Hardware interfacing

  • lib/mips.inc, n64.inc, n64_gfx.inc, n64_rsp.inc: CPU, RCP definitions and convenience macros.

    These are mostly from krom's N64 Bare Metal repo, full of many excellent examples and tests for every aspect of the N64. I've added a few things, notably MIPS cache ops.

  • dlist.asm: Static RDP display lists for PPU and profile bars, to keep it simple there is one for each framebuffer. Also templates for the text dlist.

  • ai.asm: Audio init and scheduling.

  • pi.asm: Cartridge bus DMA, used for NES ROM load and save to SRAM, sync or async

  • pi_basics.asm: Sync read, for use by loader.asm

  • rsp.asm: RSP init, runs completion vectors on interrupt and restarts (unless idle), restarts on incoming request if idle.

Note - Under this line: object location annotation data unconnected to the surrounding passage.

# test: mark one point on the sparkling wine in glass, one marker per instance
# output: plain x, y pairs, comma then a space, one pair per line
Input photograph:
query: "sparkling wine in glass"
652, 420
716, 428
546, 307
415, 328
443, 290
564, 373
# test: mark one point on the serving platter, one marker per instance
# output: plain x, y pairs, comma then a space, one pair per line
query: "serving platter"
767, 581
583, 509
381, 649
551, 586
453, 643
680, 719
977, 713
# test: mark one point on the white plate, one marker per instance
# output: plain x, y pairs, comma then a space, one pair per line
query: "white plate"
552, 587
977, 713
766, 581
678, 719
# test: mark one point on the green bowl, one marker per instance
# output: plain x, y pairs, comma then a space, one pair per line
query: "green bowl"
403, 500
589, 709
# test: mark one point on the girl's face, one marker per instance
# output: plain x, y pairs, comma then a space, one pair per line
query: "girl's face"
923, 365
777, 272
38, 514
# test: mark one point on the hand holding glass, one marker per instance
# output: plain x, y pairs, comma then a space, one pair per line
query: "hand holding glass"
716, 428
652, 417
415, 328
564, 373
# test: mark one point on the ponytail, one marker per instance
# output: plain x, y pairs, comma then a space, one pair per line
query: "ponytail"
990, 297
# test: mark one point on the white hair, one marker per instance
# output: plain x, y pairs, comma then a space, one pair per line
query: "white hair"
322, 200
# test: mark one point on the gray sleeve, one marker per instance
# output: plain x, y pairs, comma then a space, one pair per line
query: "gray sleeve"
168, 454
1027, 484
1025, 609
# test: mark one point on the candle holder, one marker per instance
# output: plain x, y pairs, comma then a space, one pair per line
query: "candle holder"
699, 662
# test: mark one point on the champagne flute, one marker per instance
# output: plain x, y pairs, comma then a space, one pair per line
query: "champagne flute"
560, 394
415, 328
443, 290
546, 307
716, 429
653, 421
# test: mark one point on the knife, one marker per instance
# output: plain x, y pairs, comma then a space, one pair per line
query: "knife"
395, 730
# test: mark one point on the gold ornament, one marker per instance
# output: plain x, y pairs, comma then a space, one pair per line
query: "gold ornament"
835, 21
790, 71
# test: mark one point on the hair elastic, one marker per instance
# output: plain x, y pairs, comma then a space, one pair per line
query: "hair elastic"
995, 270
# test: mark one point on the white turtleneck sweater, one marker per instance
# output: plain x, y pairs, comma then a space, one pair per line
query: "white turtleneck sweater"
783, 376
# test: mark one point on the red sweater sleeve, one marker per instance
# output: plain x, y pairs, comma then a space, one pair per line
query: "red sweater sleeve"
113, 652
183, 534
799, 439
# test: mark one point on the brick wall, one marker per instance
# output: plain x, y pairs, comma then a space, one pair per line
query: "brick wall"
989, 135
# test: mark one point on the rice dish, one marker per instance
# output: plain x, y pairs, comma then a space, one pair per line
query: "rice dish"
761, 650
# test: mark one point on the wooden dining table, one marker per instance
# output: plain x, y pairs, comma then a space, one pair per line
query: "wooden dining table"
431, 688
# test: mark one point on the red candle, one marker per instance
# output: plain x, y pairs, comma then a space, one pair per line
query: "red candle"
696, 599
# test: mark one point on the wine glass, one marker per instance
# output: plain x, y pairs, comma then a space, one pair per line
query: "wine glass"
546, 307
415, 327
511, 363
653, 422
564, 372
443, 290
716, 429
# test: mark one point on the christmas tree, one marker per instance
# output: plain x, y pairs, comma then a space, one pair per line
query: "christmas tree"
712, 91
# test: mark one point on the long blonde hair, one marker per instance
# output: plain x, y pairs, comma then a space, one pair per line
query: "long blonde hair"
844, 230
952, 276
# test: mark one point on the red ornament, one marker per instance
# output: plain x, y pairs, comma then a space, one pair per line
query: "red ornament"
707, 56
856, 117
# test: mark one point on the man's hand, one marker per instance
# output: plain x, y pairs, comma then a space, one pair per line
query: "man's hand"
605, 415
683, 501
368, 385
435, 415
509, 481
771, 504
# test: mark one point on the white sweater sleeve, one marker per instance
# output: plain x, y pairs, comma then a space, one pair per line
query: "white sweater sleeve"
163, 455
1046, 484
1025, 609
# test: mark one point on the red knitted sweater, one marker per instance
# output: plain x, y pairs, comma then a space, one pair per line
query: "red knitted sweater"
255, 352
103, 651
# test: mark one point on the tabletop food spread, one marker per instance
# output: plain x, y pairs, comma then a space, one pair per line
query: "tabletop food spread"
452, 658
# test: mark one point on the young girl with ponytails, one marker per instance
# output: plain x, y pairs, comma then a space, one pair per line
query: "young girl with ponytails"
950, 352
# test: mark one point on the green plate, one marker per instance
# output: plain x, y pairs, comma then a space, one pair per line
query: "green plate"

  • si.asm: Controller access, async

  • vi.asm: Video init and scheduling, simple double frame buffer, RDP interrupt handler scheduling several dlists, text blitting with CPU and RDP

Emulation

  • timing.asm: All model-dependent timing info, currently NTSC or PAL, selectable at build time.

CPU

  • cpu.asm: 6502 memory layout and init, instruction fetch (FetchOpcode), interrupts, and the building blocks of the opcodes.
  • opcodes.asm: Two-instruction entries for all (official) opcodes, mostly jumps into addressing modes in cpu.asm, distinguished by the instruction in the delay slot.
  • cpu_io.asm, cpu_ppu.asm: Read and write handlers for I/O (joypad), APU, and PPU, mostly jump tables and calls into apu.asm and ppu.asm.

PPU

  • ppu.asm: Shell for PPU task overlays, init, register read/write handlers.
  • ppu_task.asm: PPU task, which builds conv buffers to send to the ucode.
  • ppu_tables.asm: RGB palette LUT, bit reversal for horizontal sprite flip
  • ucode_ppu.asm: PPU ucode task, tile conversion and sprite blitting
  • ucode_tables.asm: Mostly constants to be loaded into VU registers for tile conversion. Also APU sequencer and mixer tables.

APU

  • apu.asm: APU frame task, which runs on the frame counter (1/4 frame) clock, and APU DMC task, which runs at 1/8th the DMC rate. Register handlers. These all write alists as needed.
  • ucode_apu.asm: APU ucode task, audio synthesis

Cartridge

  • rom.asm: NES ROM loading, sets defaults for mapper 0, provides routines for building mappers, shell for mapper overlays.
  • mappers/*: A file for each supported iNES mapper, these are overlays managed by rom.asm. CPU and PPU memory map init (TLB and hooks), register handlers.

Tools

  • tools/bass: Git submodule link to the bass assembler
  • tools/chksum64.c: Sets the header checksum, GPL licensed by Andreas Sterbenz, minor tweaks to compile on x86_64.
  • tools/interleave_font.c: Produces rdpfont.bin from font.bin
  • tools/reverse_bits.c: Builds the bit reversal lookup table
  • tools/scale_dmc.c: Builds the DMC timing tables

Etc

  • lib/debug_print.asm: String copies and integer formatting. Supports outputting to an IS Viewer debug port, I've used this with cen64's -is-viewer option.
  • profile_bars.asm: This unconscionable code sets the corners of rectangles in the profile bar dlist.
  • menu.asm: A simple textual menu UI, drawn with the RDP.
  • save.asm: SRAM save and associated UI (error and success messages)
  • N64_BOOTCODE.BIN: Required (with a 6102 CIC) to pass the IPL checksum, loads the first 1MB into RDRAM at boot.
  • font.bin: 8x8 1bpp font
  • rdpfont.bin: 8x8 1bpp font, interleaved for use as 4bpp on the RDP with palettes that select each bitplane
  • pkg/roms/efp6.nes, nestify7.nes: Two NES programs, Escape from Pong and Nestify. These are run if no ROM is found, as an easter egg.